§ Corrective
/typeface
Typography corrections — typeface, scale, hierarchy, and craft.
What it does
Inter on a white background with blue accents — that’s the typography signature of AI-generated UI, inherited from training data rather than chosen. /typeface replaces the inheritance with type that fits the product: a deliberate typeface, a scale that establishes hierarchy, and the dozens of craft details (smart quotes, tabular figures, asymmetric heading margins, letter-spacing on all-caps) that accumulate into perceived quality.
Like the other correctives, it uses a smart-default autonomy model: small craft fixes — smart quotes, tabular figures, line-height normalization — get applied directly. Character-level shifts — replacing the project’s typeface, changing the scale ratio, introducing a second face — are surfaced for your approval before executing.
Interactive
Hero — text
Mindfulness for real life
Find your stillpoint.
Five-minute practices designed to fit into the spaces of an ordinary day. Take a breath. Begin where you are.
Pull-quote section
A few minutes for yourself are the ones you give back to everyone else.
A note we hold close
When to use it
- Typography feels generic, defaulted, or inconsistent across the project.
- The interface uses Inter, Roboto, or system-ui as an apparent default rather than a deliberate choice.
- Type hierarchy is weak — headings and body text don’t read as meaningfully different.
- Spacing around type feels uneven: inconsistent line-heights, arbitrary margins, no clear vertical rhythm.
- Craft details are missing — straight quotes instead of smart quotes, numeric data misaligned, no letter-spacing on all-caps labels.
- A /survey has flagged typography issues and you want them addressed systematically.
How to use it
By default /typeface runs a full audit covering typeface, scale, hierarchy, measure, leading, and craft details.
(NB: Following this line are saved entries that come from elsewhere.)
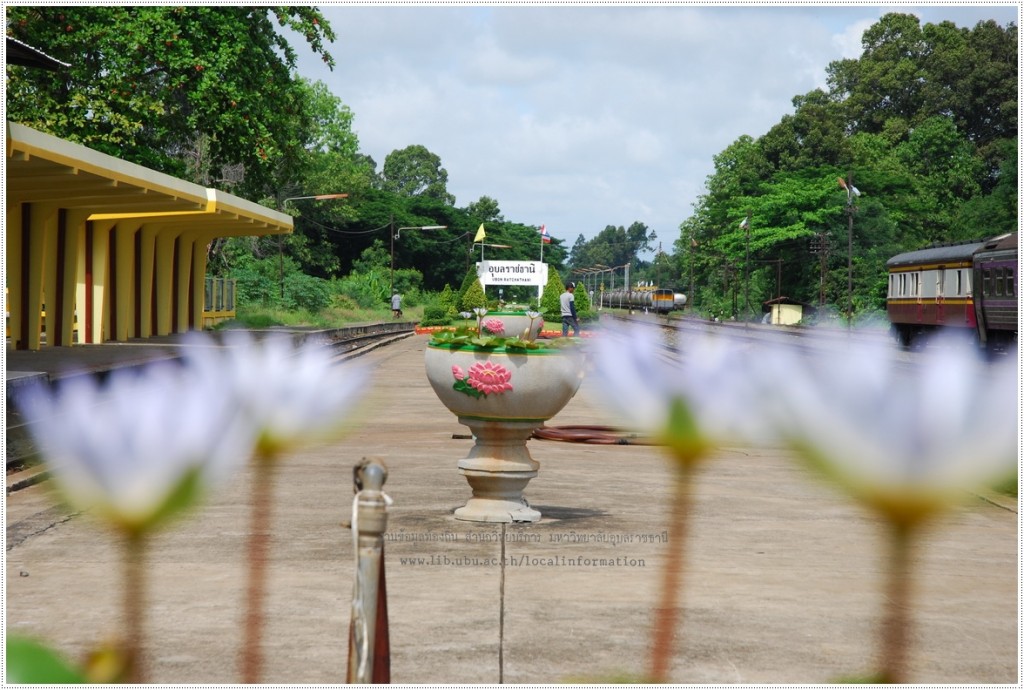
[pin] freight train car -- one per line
(649, 298)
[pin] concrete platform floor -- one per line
(782, 584)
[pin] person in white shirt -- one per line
(567, 300)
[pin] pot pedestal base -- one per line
(498, 469)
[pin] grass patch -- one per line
(1008, 487)
(339, 314)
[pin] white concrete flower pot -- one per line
(502, 396)
(515, 324)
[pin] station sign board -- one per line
(512, 272)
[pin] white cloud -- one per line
(584, 117)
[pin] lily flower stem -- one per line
(259, 538)
(669, 613)
(896, 629)
(134, 607)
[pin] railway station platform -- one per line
(782, 585)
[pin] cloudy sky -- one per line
(582, 117)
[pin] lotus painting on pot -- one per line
(502, 389)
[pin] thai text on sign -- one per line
(512, 272)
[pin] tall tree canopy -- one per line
(414, 171)
(169, 86)
(924, 124)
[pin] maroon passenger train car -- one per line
(995, 301)
(970, 286)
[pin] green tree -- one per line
(183, 89)
(474, 296)
(448, 301)
(553, 289)
(414, 171)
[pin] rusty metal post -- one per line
(368, 638)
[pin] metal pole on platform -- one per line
(369, 647)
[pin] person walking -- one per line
(567, 300)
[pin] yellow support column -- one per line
(81, 287)
(164, 278)
(42, 267)
(146, 273)
(72, 238)
(199, 278)
(100, 281)
(185, 250)
(124, 235)
(14, 298)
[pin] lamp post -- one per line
(745, 224)
(281, 251)
(851, 192)
(396, 234)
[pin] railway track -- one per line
(808, 338)
(23, 467)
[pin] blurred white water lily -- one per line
(291, 394)
(139, 446)
(693, 397)
(907, 439)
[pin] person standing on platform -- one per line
(569, 317)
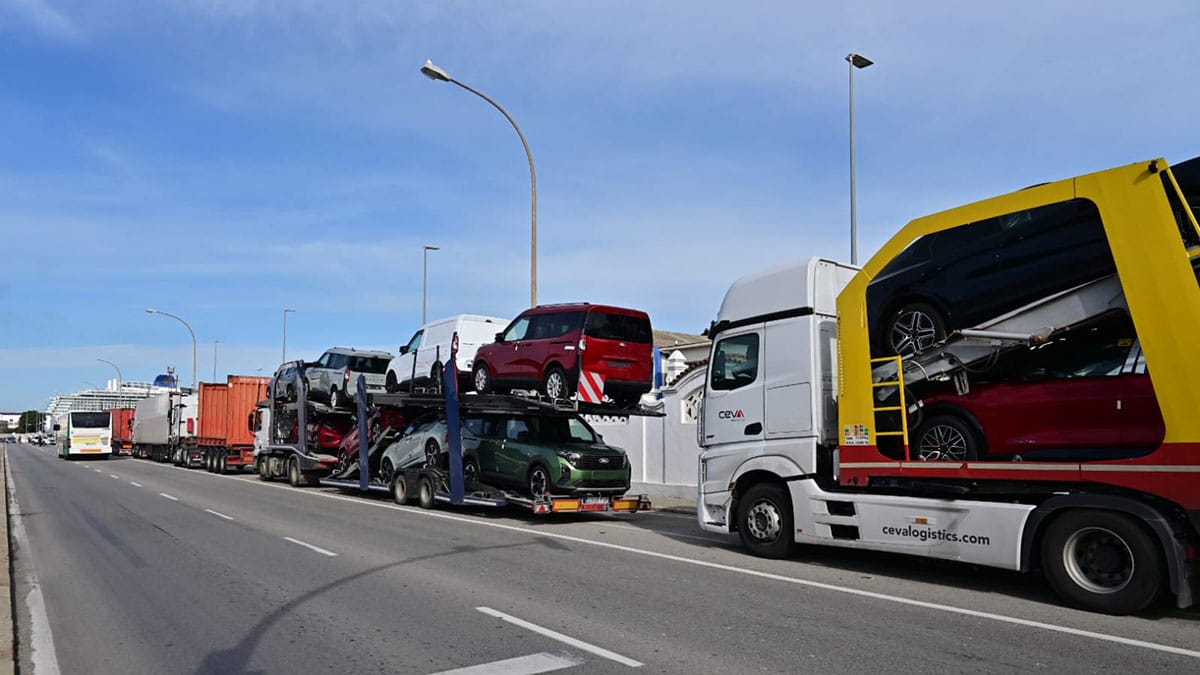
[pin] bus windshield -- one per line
(90, 419)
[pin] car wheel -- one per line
(432, 454)
(400, 490)
(915, 328)
(425, 493)
(765, 520)
(556, 384)
(539, 482)
(483, 380)
(1102, 561)
(945, 437)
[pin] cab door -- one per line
(733, 395)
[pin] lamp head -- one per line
(858, 60)
(433, 72)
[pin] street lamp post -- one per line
(436, 73)
(192, 333)
(215, 342)
(286, 312)
(425, 280)
(857, 61)
(119, 378)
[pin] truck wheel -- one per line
(1102, 561)
(765, 520)
(945, 437)
(556, 387)
(400, 490)
(425, 491)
Pass a scope argument to focus on one area — scale, hierarchy, measure, leading, rhythm, craft — or describe what you want fixed in plain language. Spruce stays focused on the requested area without drifting into adjacent typography concerns.
- /typeface scale
- /typeface craft
Anti-patterns it addresses
- Inter, Roboto, or system-ui as silent defaults — typefaces that haven’t been chosen so much as inherited from training data.
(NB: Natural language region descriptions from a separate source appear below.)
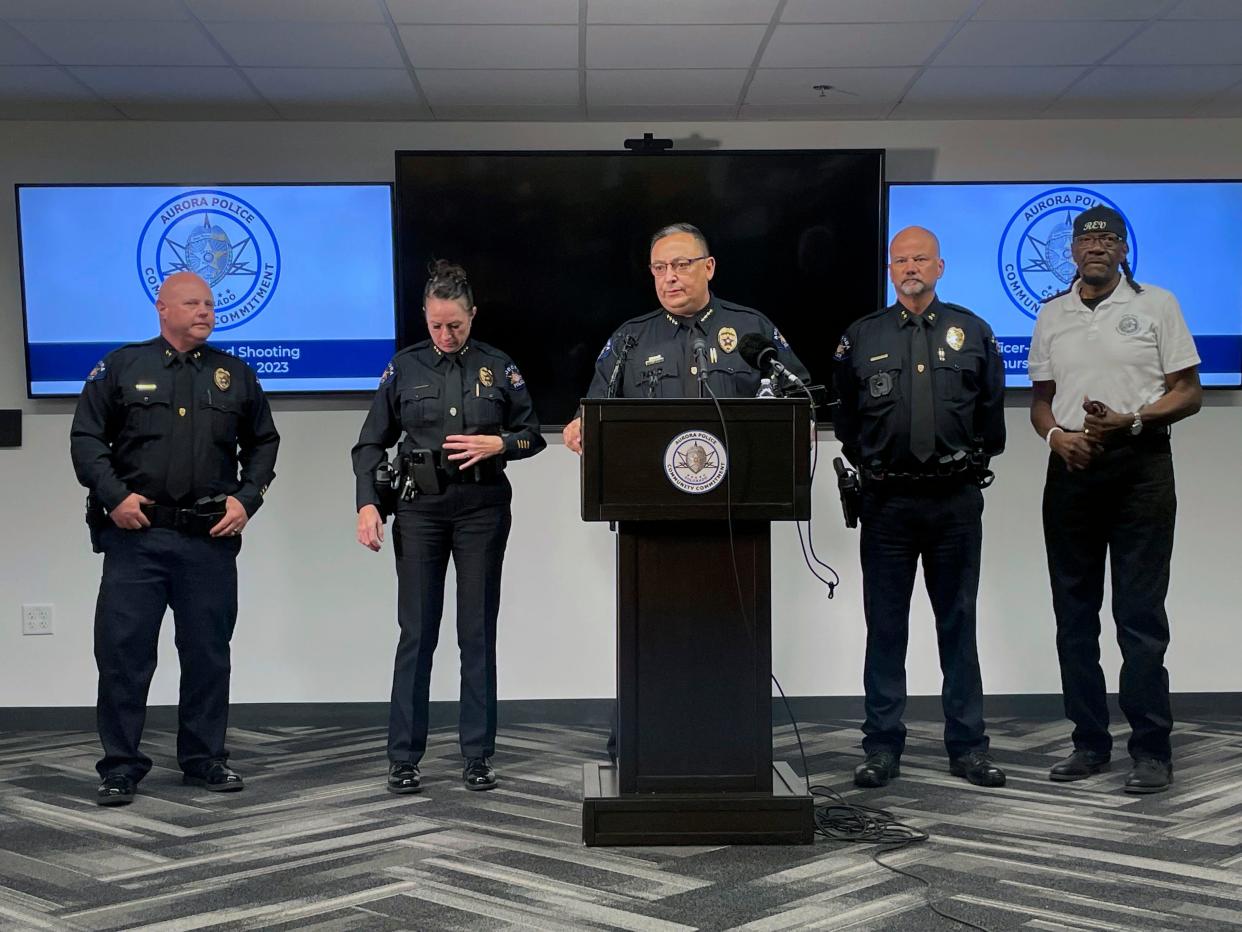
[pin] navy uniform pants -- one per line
(942, 525)
(1123, 507)
(145, 573)
(468, 522)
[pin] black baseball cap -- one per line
(1099, 219)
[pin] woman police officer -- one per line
(466, 406)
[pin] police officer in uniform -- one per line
(160, 431)
(467, 405)
(658, 347)
(1112, 364)
(922, 406)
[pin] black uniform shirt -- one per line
(660, 360)
(873, 378)
(122, 433)
(411, 398)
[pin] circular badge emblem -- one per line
(694, 461)
(219, 236)
(1033, 259)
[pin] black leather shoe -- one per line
(1149, 777)
(878, 769)
(404, 778)
(478, 774)
(978, 768)
(1079, 766)
(116, 789)
(216, 777)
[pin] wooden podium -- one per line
(694, 762)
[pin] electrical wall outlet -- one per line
(36, 619)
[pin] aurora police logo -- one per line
(219, 236)
(694, 461)
(1033, 259)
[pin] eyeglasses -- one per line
(681, 265)
(1108, 241)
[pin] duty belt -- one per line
(196, 521)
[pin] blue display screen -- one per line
(1006, 247)
(302, 276)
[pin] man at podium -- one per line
(658, 354)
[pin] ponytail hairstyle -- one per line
(447, 282)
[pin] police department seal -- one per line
(1033, 257)
(696, 462)
(219, 236)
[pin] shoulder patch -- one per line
(842, 348)
(514, 377)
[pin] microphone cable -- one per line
(836, 819)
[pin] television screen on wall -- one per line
(557, 245)
(1006, 249)
(302, 276)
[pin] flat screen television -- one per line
(557, 245)
(1006, 249)
(302, 276)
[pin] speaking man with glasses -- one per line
(660, 358)
(658, 347)
(1113, 364)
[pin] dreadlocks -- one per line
(1125, 271)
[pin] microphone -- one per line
(760, 353)
(699, 349)
(629, 343)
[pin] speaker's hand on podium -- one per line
(573, 435)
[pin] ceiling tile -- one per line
(996, 85)
(1032, 44)
(660, 114)
(291, 45)
(95, 10)
(636, 13)
(286, 11)
(174, 93)
(485, 11)
(1184, 44)
(852, 45)
(873, 10)
(682, 87)
(15, 49)
(49, 93)
(497, 46)
(511, 114)
(1144, 91)
(339, 93)
(530, 87)
(1069, 9)
(1206, 10)
(672, 46)
(852, 87)
(80, 42)
(801, 112)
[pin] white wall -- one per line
(318, 619)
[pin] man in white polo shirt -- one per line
(1113, 365)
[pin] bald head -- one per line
(914, 266)
(186, 311)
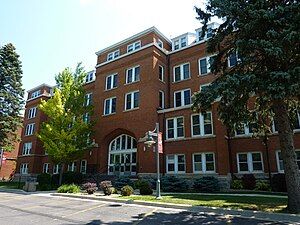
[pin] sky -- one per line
(50, 35)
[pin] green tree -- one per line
(266, 37)
(11, 96)
(66, 133)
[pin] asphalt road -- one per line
(29, 209)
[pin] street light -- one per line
(152, 138)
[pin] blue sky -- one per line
(53, 34)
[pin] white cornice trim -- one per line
(151, 29)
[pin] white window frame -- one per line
(113, 55)
(175, 164)
(27, 147)
(181, 72)
(201, 120)
(163, 73)
(175, 128)
(113, 78)
(46, 167)
(83, 167)
(32, 112)
(134, 46)
(89, 77)
(162, 105)
(134, 76)
(132, 100)
(24, 168)
(35, 94)
(88, 99)
(250, 163)
(109, 101)
(182, 97)
(30, 128)
(203, 163)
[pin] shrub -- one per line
(145, 187)
(174, 184)
(106, 187)
(122, 181)
(126, 190)
(90, 188)
(206, 184)
(262, 186)
(248, 181)
(278, 182)
(68, 188)
(72, 178)
(44, 180)
(236, 184)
- Weak type hierarchy where h2 and body text differ by just a few pixels and a slight weight bump.
- Symmetric heading margins that obscure which content the heading introduces.
- Inconsistent line-heights — body text at 1.4 in one component and 1.75 in another, with no system.
- Straight quotes (' ") in prose, three-period ellipses where a single character (…) belongs, hyphens used where en-dashes or em-dashes do.
- Lining figures in tables and pricing — numerals that don’t align vertically because they aren’t tabular.
- All-caps labels with default tracking — 0 letter-spacing where 0.05–0.1em would establish rhythm.